For the “Peer Reviewed” column on “Well Beings News,” I spoke with BJ Ferguson about the social scientific side of understanding and identifying SOGICE.
SOGICE, as I’ve spoken and written about (see more in the archives on this blog), can be difficult to identify because it can be carried out in socially acceptable, covert, or linguistically obfuscated ways.
One way of measuring and operationalizing the study of things that are hard to identify is to do “framing analysis,” and specifically, “ethnographic framing analysis” — which is the ““systematic investigation of the organizational principles which people draw on in interpreting actions and events” (Lowe 2021), and if you can find cogent “frames” that are correlated to your thing-that’s-hard-to-study, this helps you put a finger on difficult problems.

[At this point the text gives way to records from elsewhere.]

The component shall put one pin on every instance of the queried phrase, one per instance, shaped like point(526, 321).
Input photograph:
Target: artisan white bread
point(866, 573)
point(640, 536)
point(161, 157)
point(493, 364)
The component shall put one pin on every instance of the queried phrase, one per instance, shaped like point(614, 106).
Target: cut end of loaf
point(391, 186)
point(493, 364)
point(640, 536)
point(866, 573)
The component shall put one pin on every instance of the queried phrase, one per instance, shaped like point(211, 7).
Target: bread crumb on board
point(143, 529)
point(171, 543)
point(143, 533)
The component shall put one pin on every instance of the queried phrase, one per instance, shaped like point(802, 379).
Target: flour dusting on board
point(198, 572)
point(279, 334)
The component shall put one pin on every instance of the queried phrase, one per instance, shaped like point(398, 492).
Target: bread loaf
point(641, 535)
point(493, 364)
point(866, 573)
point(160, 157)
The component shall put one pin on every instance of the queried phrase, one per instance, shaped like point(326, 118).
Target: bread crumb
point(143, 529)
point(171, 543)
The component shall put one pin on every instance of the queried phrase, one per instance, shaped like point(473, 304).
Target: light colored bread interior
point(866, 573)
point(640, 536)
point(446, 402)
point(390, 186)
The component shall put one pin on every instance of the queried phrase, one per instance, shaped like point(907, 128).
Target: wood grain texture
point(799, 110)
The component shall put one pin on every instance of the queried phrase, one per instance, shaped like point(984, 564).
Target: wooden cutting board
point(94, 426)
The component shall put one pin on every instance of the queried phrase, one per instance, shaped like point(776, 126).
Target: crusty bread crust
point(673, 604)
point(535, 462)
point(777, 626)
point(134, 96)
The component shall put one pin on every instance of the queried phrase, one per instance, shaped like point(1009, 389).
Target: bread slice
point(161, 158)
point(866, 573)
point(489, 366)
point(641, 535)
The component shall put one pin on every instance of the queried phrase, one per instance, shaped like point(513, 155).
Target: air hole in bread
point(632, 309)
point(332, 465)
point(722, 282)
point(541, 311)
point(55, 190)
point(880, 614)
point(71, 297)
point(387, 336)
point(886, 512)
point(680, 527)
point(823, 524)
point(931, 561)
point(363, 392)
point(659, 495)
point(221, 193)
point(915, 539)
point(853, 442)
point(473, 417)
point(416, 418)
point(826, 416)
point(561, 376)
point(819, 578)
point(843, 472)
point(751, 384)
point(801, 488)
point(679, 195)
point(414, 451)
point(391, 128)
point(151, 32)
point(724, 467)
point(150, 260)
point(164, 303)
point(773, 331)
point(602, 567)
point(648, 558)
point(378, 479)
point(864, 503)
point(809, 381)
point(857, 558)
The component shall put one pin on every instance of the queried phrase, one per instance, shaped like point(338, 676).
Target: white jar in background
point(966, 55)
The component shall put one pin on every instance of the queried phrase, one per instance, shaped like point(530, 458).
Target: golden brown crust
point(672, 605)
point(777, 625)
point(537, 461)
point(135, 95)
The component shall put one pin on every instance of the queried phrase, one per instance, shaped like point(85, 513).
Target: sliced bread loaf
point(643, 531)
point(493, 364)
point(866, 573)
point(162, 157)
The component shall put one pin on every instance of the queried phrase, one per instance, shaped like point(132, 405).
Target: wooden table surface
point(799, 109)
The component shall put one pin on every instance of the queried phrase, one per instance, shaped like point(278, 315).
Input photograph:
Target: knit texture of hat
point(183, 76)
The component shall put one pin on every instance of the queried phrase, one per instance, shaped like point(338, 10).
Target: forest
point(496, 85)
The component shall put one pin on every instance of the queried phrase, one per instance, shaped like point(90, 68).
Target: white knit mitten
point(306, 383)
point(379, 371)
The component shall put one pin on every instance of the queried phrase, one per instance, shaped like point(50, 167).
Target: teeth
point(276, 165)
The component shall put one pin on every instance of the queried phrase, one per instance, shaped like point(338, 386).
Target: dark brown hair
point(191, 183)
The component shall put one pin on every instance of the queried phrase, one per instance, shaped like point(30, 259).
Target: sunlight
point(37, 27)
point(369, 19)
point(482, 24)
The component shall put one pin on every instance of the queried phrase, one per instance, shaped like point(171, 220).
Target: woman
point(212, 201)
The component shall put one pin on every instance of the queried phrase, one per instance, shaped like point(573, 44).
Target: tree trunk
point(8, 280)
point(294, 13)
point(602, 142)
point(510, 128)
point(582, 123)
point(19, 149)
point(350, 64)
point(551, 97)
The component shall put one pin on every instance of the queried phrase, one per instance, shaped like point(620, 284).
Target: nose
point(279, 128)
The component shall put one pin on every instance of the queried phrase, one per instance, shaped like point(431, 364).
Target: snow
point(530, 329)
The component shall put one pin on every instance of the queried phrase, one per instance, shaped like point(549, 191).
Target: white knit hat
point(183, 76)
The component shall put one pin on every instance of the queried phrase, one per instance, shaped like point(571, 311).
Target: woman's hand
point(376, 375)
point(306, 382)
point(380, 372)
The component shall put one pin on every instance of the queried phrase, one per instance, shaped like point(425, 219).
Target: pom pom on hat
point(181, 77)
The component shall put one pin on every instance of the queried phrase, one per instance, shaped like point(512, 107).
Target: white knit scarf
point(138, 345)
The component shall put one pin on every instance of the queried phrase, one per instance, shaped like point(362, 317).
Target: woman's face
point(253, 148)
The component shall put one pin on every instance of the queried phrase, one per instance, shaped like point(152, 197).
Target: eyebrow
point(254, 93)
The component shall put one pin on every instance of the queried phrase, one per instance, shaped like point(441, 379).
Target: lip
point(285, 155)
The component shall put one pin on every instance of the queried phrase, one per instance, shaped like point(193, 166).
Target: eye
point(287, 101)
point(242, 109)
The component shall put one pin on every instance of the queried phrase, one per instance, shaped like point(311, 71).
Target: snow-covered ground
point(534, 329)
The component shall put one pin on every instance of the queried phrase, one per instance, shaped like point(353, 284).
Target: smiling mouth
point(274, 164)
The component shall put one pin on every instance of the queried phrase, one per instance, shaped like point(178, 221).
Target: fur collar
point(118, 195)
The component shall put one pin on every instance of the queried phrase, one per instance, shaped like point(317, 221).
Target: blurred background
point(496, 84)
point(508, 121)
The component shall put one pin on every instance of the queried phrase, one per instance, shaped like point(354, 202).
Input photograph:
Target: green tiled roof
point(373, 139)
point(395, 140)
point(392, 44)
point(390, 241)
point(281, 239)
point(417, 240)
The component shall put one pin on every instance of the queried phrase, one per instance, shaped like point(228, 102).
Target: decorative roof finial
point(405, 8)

In this case, a “frame” that appears to be correlated to SOGICE (I’m working on putting such correlation into published material over the next few years) is the frame of “fundamentalist pastoral care;” see my 2018 Springer article on this subject.
The is a limited range for what “counts” here — fundamentalisms are found across religions and ideologies. In this case, fundamentalist pastoral care (or FPC) can be identified through beliefs such as infallibility, biblicism, and perspicuity. Together, you’ve likely got FPC; and if you’ve got FPC, you’ve likely got SOGICE on your hands.